In civilian terminology, the word "obligation" has a much more specific meaning. It is a legal relationship between two or more persons by which one person, called the debtor, is bound to render a prestation to another person, called the creditor, and which consists in doing or not doing something, subject to a legal compulsion.

 

[25]         Does this broad interpretation of the word "payment" mean it is possible to find that the appellant paid an amount for existing or proposed countervailing or antidumping duties or as a deposit, as the English version implies?

 

[26]         In this case, the appellant did not pay the US authorities any amount as existing or proposed countervailing or antidumping duties. The appellant chose to provide bail and, to do so, it had to pay the Royal Bank of Canada a sum of money to acquire term deposits that the appellant then mortgaged in favour of the Bank so it would issue letters of credit to the Washington International Insurance Company for it to guarantee the payment of part of the duties in question.

 

[27]         Although the funds used for the acquisition of the term deposits were mortgaged and the use of the funds was restricted by the Royal Bank, they were still the appellant's property. Even if the appellant claims it paid the amount of the term deposits to the Royal Bank, in fact, it only mortgaged them and even if it committed to only dispose of them with the Bank's consent, this does not amount to a transfer of property.

 

[28]         The only obligation the appellant had was to meet the Royal Bank's requirements in its relationship as debtor and creditor, which was created by the purchase of the term deposits. Moreover, at no relevant time during the 2001 taxation year were there existing or proposed countervailing or antidumping duties since these duties would only have been established in the final determination.

 

[29]         The respondent is therefore warranted in disallowing the deduction in the calculation of the appellant's income for the 2001 taxation year. The appeal is dismissed with costs.

 


Signed, this 11th day of October 2011.

 

 

 "François Angers"

Angers J.

 

 

 

 

Translation certified true

on this 12th day of January 2012.

 

 

 

François Brunet, Revisor


CITATION:                                       2011 TCC 433

 

COURT FILE No.:                            2009-3346(IT)G

 

STYLE OF CAUSE:                          Industries Perron Inc. v.

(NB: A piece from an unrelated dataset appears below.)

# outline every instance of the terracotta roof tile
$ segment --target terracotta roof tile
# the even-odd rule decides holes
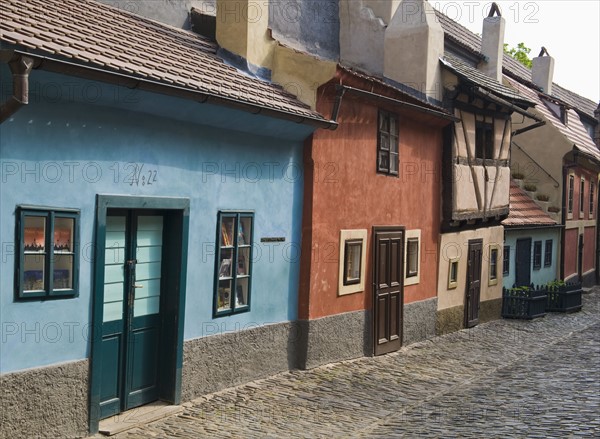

Her Majesty the Queen

 

PLACE OF HEARING:                     Montréal, Quebec

 

DATE OF HEARING:                       April 21, 2011

 

REASONS FOR JUDGMENT BY:    The Honourable Justice François Angers

 

DATE OF JUDGMENT:                    October 11, 2011

 

APPEARANCES:

 

Counsel for the appellant:

 

Ryan Rabinovitch

Counsel for the respondent:

Natalie Goulard

 

COUNSEL OF RECORD:

 

       For the appellant:

 

                     Name:                           Ryan Rabinovitch

 

                     Firm:                             Osler, Hoskin, Harcourt

                                                          Montréal, Quebec

 

For the respondent:                            Myles J. Kirvan

                                                          Deputy Attorney General of Canada

                                                          Ottawa, Canada

 



[1]           US DOC, ITA, Softwood Lumber From Canada; 66 Fed. Reg. 18508 (2001) and US DOC, ITA, Notice of Initiation of Countervailing Duty Investigation: Certain Softwood Lumber Products From Canada; 66 Fed. Reg. 21332 (2001), Exhibit A-1.

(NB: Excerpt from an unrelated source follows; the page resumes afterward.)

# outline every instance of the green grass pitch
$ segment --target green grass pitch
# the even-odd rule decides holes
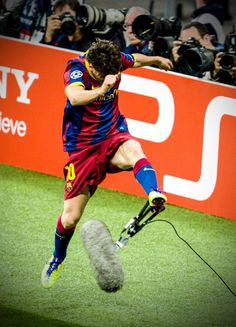
[[[99,188],[82,222],[102,219],[116,240],[144,203]],[[81,223],[57,284],[43,289],[40,274],[51,256],[62,206],[62,179],[0,165],[1,327],[236,326],[236,297],[161,221],[146,226],[119,252],[125,283],[117,293],[98,288],[81,243]],[[158,217],[173,223],[236,292],[236,222],[166,207]]]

[2]           Appellant's financial records for the fiscal year ending December 31, 2001, Exhibit A-2.

[3]           Exhibit A-10.

[4]           Exhibit A-11.

[5]           US ITC, Softwood Lumber from Canada, Pub. No. 3426, May 2001, Exhibit A-9.

[6]           US DOC. ITA. Notice of Preliminary Affirmative Countervailing Duty Determination, Preliminary Affirmative Critical Circumstances Determination, and Alignment of Final Countervailing Duty Determination With Final Antidumping Duty Determination: Certain Softwood Lumber Products From Canada; 66 Fed. Reg. 43186 (2001), Exhibit A-12.

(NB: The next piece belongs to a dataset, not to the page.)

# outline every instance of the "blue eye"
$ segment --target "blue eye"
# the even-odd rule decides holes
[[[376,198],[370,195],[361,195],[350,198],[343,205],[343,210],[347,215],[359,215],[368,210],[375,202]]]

[7]           Exhibit A-10.

[8]           US DOC, ITA, Notice of Preliminary Determination of Sales at Less Than Fair Value and Postponement of Final Determination: Certain Softwood Lumber Poducts [sic] From Canada, 66 Fed. Reg. 56062 (2001), Exhibit A-13.

[9]           Exhibit A-11.

[10]          Deed of immovable hypothec guaranteeing the appellant's commitment to the Royal Bank of Canada, pursuant to the Bank's issuing a letter of credit dated September 20, 2011, in the amount of US$510M (CAN$790,500), Exhibit A-3; Letter of credit dated September 20, 2001, Exhibit A-4; Deed of immovable hypothec guaranteeing the appellant's commitment to the Royal Bank of Canada pursuant to the Bank's issuing a letter of credit dated October 17, 2001, in the amount of US$510M (CAN$790,500), Exhibit A-5; Letter of credit dated October 17, 2001, Exhibit A-6; Deed of immovable hypothec guaranteeing  the appellant's commitment to the Royal Bank of Canada pursuant to the Bank's issuing a letter of credit dated December 12, 2001, in the amount of US$510M (CAN$790,500), Exhibit A-7; Letter of credit dated December 12, 2001, Exhibit A-8.

[11]          US DOC, ITA, Notice of Final Affirmative Countervailing Duty Determination and Final Negative Critical Circumstances Determination: Certain Softwood Lumber Products From Canada; 67 Fed. Reg. 15545 (2002), Exhibit A-14, amended by Notice of Amended Final Affirmative Countervailing Duty Determination and Notice of Countervailing Duty Order: Certain Softwood Lumber Products From Canada; 67 Fed. Reg. 36070 (2002), Exhibit A15.

[12]          US DOC, ITA, Notice of Final Determination of Sales at Less Than Fair Value: Certain Softwood Lumber Products from Canada, 67 Fed. Reg. 15539 (2002), Exhibit A-16; amended by Notice of Amended Final Determination of Sales at Less Than Fair Value and Antidumping Duty Order: Certain Softwood Lumber Products from Canada, 67 Fed. Reg. 36068 (2002), Exhibit A-17.

[13]          US ITC, Softwood Lumber from Canada, Pub. No. 3509, May 2002, Exhibit A-18.

[14]          Exhibit A-15, supra, note 11.

[15]          Exhibit A-17, supra, note 13.